The travel and tourism exhibition and conference in Durban, 2 – 4 May, welcomed delegates from all walks of life, including the acting CEO of the Cradle of Humankind World Heritage Site, Pumla Ncapayi where she shared her thoughts on the destination, situated in North Western Gauteng.
The site, inscribed in Morocco on 2 December 1999, has developed over the years from a few tourism offerings back in 1999 to today’s diversified and must-see tourism destination in Gauteng. This has largely been through the efforts and co-operation between provincial government and partners like Wits University, the private sector, tourism establishments and local communities. Ncapayi also described the remarkable diversity of tourism offerings available in the site over and above its remarkable and unique fossil record.
This world renowned site was one of the first three World Heritage sites in South Africa, along with Robben Island and the Isimangaliso Wetland Park World Heritage Sites.
The claim to fame of the Cradle of Humankind World Heritage Site is the extraordinary abundance of fossils of human ancestors and their relatives dating as far back as 3.6 million years ago. The only other place that has yielded ancient human fossils of this kind can be found in East Africa.
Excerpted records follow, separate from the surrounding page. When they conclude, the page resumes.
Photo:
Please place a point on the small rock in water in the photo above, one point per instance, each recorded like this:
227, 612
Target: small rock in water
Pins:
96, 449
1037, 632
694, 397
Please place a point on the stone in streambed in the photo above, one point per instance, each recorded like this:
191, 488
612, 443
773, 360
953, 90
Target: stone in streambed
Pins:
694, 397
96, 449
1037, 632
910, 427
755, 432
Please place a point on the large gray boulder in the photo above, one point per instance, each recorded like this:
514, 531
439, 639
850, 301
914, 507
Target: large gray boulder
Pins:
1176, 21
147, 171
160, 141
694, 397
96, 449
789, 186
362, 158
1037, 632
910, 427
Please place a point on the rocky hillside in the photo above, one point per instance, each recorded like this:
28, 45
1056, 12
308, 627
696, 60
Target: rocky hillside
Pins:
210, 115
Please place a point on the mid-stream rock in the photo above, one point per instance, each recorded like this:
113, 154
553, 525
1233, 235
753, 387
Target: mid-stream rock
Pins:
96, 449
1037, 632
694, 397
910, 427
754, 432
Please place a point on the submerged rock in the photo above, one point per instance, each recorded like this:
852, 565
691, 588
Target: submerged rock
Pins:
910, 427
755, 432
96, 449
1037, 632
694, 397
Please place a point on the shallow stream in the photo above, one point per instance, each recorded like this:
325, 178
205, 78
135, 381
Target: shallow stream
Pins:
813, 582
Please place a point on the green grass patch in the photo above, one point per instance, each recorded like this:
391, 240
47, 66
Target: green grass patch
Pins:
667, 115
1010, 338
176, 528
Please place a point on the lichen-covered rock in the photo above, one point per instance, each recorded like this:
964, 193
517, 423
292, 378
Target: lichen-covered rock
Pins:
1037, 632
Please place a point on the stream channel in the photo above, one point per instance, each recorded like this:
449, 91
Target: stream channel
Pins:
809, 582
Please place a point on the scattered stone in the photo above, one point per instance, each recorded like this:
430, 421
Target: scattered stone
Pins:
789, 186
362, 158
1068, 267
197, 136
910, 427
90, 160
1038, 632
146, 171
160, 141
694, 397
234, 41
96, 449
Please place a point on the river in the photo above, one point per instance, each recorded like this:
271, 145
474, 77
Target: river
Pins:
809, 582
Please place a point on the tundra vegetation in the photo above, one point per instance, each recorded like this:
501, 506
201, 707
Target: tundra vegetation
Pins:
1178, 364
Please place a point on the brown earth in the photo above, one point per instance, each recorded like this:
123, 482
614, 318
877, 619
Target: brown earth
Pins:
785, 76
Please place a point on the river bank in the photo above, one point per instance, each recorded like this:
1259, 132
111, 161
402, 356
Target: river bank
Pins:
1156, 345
The site has continued to produce an abundance of fossils, including two species new to science, namely Australopithecus sediba and Homo naledi. The Minister emphasised the importance of protecting and conserving this World Heritage site while at the same time developing it for tourism and showcasing it to South Africans and the World.
The Minister said “that despite what has been achieved, we cannot rest on our laurels. The Cradle of Humankind World Heritage Site needs to contribute more to the economy of the region, society in general and the country. We do not inherit the earth from our ancestors. We borrow it from our grandchildren.”
He added: “Well done to all those who have played a pivotal role in protecting and conserving this incredible World Heritage site for current and future generations of the world. May the Cradle of Humankind World Heritage Site grow from strength to strength so that our descendants can be handed a site that has been well maintained for future generations.”